1: skip_fasta_download=True, strategy=multimer
2: skip_fasta_download=False, generate_fasta_from_pdb=True
3: skip_fasta_download=False, generate_fasta_from_pdb=False, strategy=poly_g_link
4: skip_fasta_download=False, generate_fasta_from_pdb=False, strategy=multimer

gather other info

For poly glycine linker strategy, as the linker needs to be removed during output processing, we need to record id of the 1st residue for each chain of each protein. This is done during the linking process. If you choose the multimer strategy, this processing will not be incurred.

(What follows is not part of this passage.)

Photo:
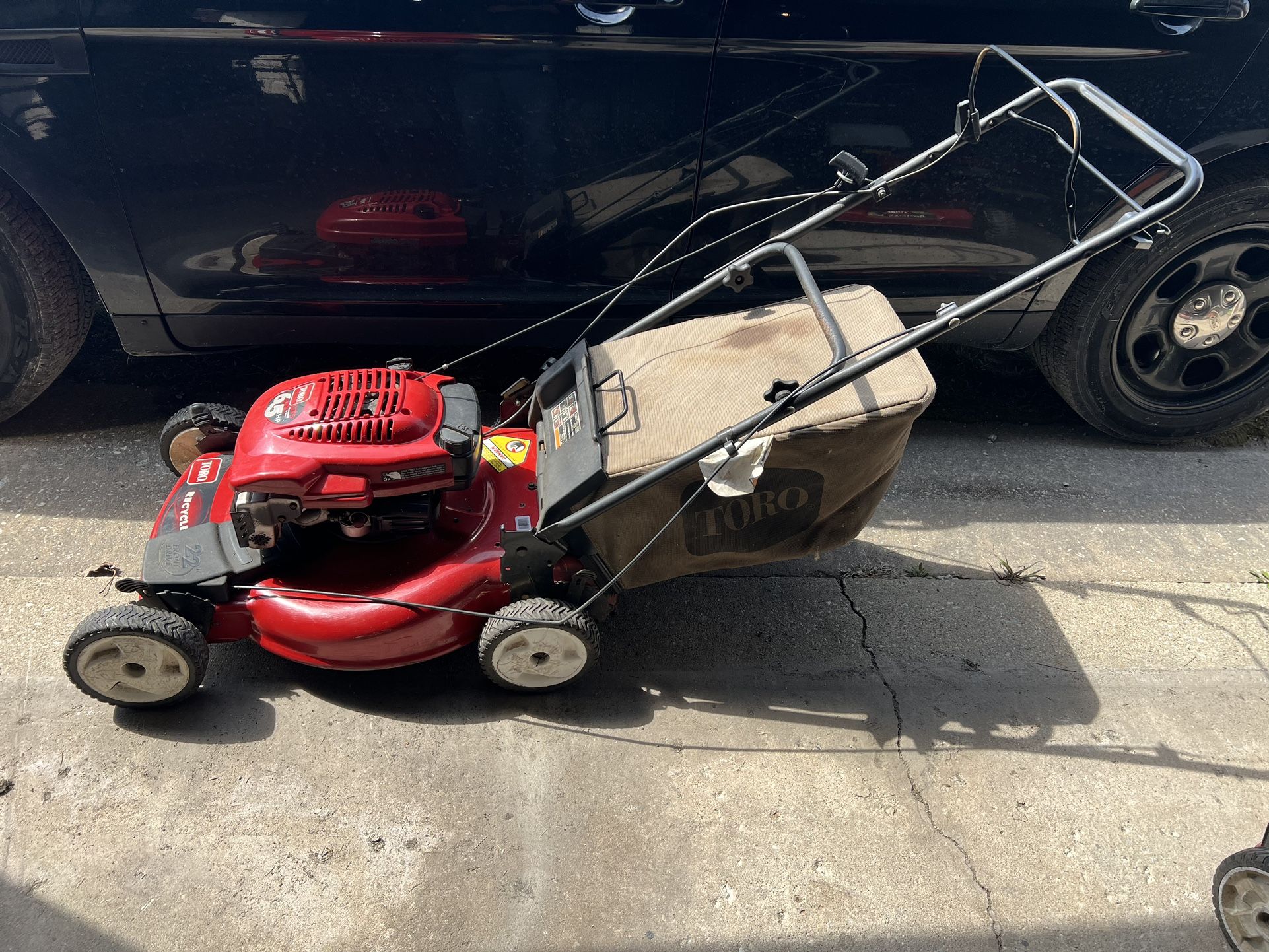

As sequences from downloaded fasta files generally differ in a few residues from the ground-truth pdbs, it's better (required for pymol) that both predicted and ground-truth pdbs have the extra residues removed1. Moreover, alphafold predictions have residue ids being contiguous and starting from 1. While first residue ids of ground-truth pdbs are not necessarily 1 and residue ids between chains may not be contiguous. To renumber alphafold prediction residue ids 2 s.t. they are the same as ground-truth pdbs, we need to record id of the first and last residue of each chain for each ground-truth pdb. The info gathering process is done during input processing.

1: remove_extra_residues=True
2: renumber_residues=True

Output processing

Please first download alphafold prediction files yourself and store the most confident prediction (ranked_0.pdb) and ranking metrics file (ranking_debug.json) under data/output/{dataset_name_alphafold_name}/{strategy}/{pdb_id}.fasta. Please refer to sample_data directory for examples.

If poly glycine linker strategy is used 1, output processing removes linker from the prediction file. Otherwise 2, prediction file will not be touched unless residue removal and renumbering are required.

1 strategy=poly_g_link
2 strategy=multimer

Then the pipeline can calculate metircs in two ways

  1. Using pymol to superimpose the receptor of the ground-truth and predicted protein and then calculate rmsd values for the ligand 1.
  2. Using Biopython to calculate iRMS (interface RMSD for receptor), LRMS (ligand RMSD), and dockQ score (adapted from https://github.com/bjornwallner/DockQ) 2.

1 dockq=False
2 dockq=True

Command

configs/sample.ini contains all necessary configurations to run the pipeline. For example, to run input processing, simply uncomment operations=[process_input] (keep other operations commented).

To run the pipeline, call python main.py --config configs/sample.ini.